A first success is the LHASA Web Service. Until recently, each company had developed its own DEREK interface (using the Windows-based API) which might need changing after LHASA updates. After Pistoia involvement, the DEREK Web Service is available to all customers: a single interface that decouples implementations. Richard himself is co-ordinating the ELN Data Mart working group, which began work in March. Work on the biology workstream has not yet started: for this, Pistoia is seeking pragmatic people who can deliver.

Similarity and the third dimension

At the 2008 user meeting Miklós Vargyas of ChemAxon got my vote for the most talented speaker when he explained the nature of clustering and contrasted star clusters with chemical clusters. This year he gave an update on LibraryMCS clustering, showing off its performance. It scales linearly. He also gave a live demo of the use of heuristics in MCS search. In version 5.2 of the ChemAxon software, libraries of more than one million compounds can be clustered using various ring models and Bemis-Murcko frameworks.

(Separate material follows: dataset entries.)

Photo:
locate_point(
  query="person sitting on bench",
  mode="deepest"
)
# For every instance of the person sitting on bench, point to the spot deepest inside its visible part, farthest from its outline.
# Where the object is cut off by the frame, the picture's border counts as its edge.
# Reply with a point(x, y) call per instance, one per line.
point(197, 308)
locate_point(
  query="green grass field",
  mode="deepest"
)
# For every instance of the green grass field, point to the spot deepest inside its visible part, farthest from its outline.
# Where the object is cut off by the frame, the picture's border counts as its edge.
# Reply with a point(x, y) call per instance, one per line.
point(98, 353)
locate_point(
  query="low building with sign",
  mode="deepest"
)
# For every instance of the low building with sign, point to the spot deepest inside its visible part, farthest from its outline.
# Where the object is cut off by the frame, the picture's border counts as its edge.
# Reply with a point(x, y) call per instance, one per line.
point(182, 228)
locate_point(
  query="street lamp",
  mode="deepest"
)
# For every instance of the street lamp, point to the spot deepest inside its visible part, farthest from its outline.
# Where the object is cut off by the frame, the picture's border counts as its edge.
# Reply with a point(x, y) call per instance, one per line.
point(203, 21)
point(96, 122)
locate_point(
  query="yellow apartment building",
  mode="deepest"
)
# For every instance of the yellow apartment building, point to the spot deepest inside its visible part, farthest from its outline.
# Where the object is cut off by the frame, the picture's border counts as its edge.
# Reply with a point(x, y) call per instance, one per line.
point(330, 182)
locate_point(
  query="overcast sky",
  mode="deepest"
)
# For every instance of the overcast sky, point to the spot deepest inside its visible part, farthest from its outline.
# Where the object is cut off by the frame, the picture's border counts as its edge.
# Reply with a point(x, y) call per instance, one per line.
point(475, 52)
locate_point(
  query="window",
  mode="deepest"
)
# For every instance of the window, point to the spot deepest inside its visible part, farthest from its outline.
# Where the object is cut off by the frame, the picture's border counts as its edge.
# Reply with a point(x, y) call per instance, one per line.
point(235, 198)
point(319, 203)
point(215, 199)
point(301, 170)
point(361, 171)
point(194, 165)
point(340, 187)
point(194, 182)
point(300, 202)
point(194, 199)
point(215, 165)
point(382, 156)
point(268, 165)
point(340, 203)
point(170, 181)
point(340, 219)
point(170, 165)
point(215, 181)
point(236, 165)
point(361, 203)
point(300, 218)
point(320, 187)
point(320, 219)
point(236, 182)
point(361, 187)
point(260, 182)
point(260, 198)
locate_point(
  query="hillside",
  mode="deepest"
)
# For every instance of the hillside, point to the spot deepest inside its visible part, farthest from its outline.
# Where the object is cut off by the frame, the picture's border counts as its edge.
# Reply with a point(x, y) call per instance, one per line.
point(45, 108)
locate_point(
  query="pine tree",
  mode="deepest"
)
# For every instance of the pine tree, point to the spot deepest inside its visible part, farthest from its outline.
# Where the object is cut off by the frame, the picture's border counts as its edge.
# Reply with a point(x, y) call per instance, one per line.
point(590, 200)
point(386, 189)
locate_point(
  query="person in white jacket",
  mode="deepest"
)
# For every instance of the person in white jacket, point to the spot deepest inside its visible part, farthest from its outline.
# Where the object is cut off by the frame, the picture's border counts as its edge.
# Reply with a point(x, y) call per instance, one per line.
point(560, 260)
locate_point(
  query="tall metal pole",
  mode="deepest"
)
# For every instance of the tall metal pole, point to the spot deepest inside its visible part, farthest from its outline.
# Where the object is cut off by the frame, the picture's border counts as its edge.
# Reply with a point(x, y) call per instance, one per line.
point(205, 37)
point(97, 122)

At this year’s meeting, Miklós’ "approachable" talk (explaining a difficult topic with everyday examples) concerned similarity searching. This time he was joined by two colleagues, Gábor Imre and Adrián Kalászi, in an exposition about similarity, illustrated with toy cars of different sizes and colours. The talk was actually about 3D structures and similarity. ChemAxon may not be thought of as a "3D company" but it does have a 3D multi-conformation Calculator Plugin and a 3D structure and surface visualiser, MarvinSpace. Recently, the company has been working on 3D flexible alignment, 3D volume overlay and 3D virtual screening by 3D molecular descriptors.

Typical similarity searches are two-dimensional, with molecular descriptors and fingerprints. This is equivalent to flattening the cars and ripping them up. Two methods can be envisioned for 3D similarity: comparing shapes (a big car and a little car) or using descriptors from 3D objects (like Lego parts) and generating 3D fingerprints. Fingerprints are fast to generate and compare. Similarity by volume alignment (summing Gaussian functions etc.) is a costly multistep process. It is also important to allow for conformational flexibility. Multi-conformer rigid search is one way of tackling conformational flexibility. It is highly combinatorial: all target conformations need to be considered and there may be multiple query conformations. Multiple conformations have to be generated.

In 3D alignment, atom-pair distance constraints are minimised. Miklós used a MarvinSketch plugin to show the alignment of some challenging molecules. The Tanimoto coefficient can be used in 3D shape similarity with similarity scores in 3D, e.g., root mean squared distance, but pre-filtering is needed to speed things up. ChemAxon has developed a technology for 3D flexible virtual screening on 2D molecules with a 2D query. It maximises the coloured shape intersection of the query and the target and calculates a volume Tanimoto coefficient of the optimum 3D flexible alignment. A 3D pharmacophore fingerprint is generated by calculating maximum and minimum distances between each pair of atoms and then compressing the distance range into a histogram ("binning'). The costly calculation of the fingerprint is done only once per library. The similarity search is expected to perform as fast as with a 2D fingerprint. ChemAxon delivers some underlying 3D calculations as plugins, but not yet the full search process.

Text Mining

A very large number of Web pages, patents, text, office and PDF documents contain chemical names, which constitute valuable information. However, since the names are mixed in the text, without specific markup or associated chemical representation, it can be very difficult to identify and use this information. Daniel Bonniot of ChemAxon presented a set of technologies that solve this problem by detecting chemical names inside free text, converting the names to chemical structures, and annotating the original document with this added information. These technologies are combined to power the Web site, a free public service that acts as a proxy rendering any publicly accessible Web site with added chemical annotations. With these annotations it then becomes possible to perform rich chemical searches (for instance sub- or super-structure searches) on the set of indexed documents. Daniel reported some incremental improvements in ChemAxon’s structure-to-name and name-to-structure software and announced the "document-to-structure" product (locating and converting names in text and HTML documents), including OCR error correction. The Web service is built on top of it, adding structural information to existing public Web pages. As the mouse hovers over an underlined name, it opens a pop-up window with a structure image. Links to physical properties can be made available. could be installed natively on a custom Web site, with custom features.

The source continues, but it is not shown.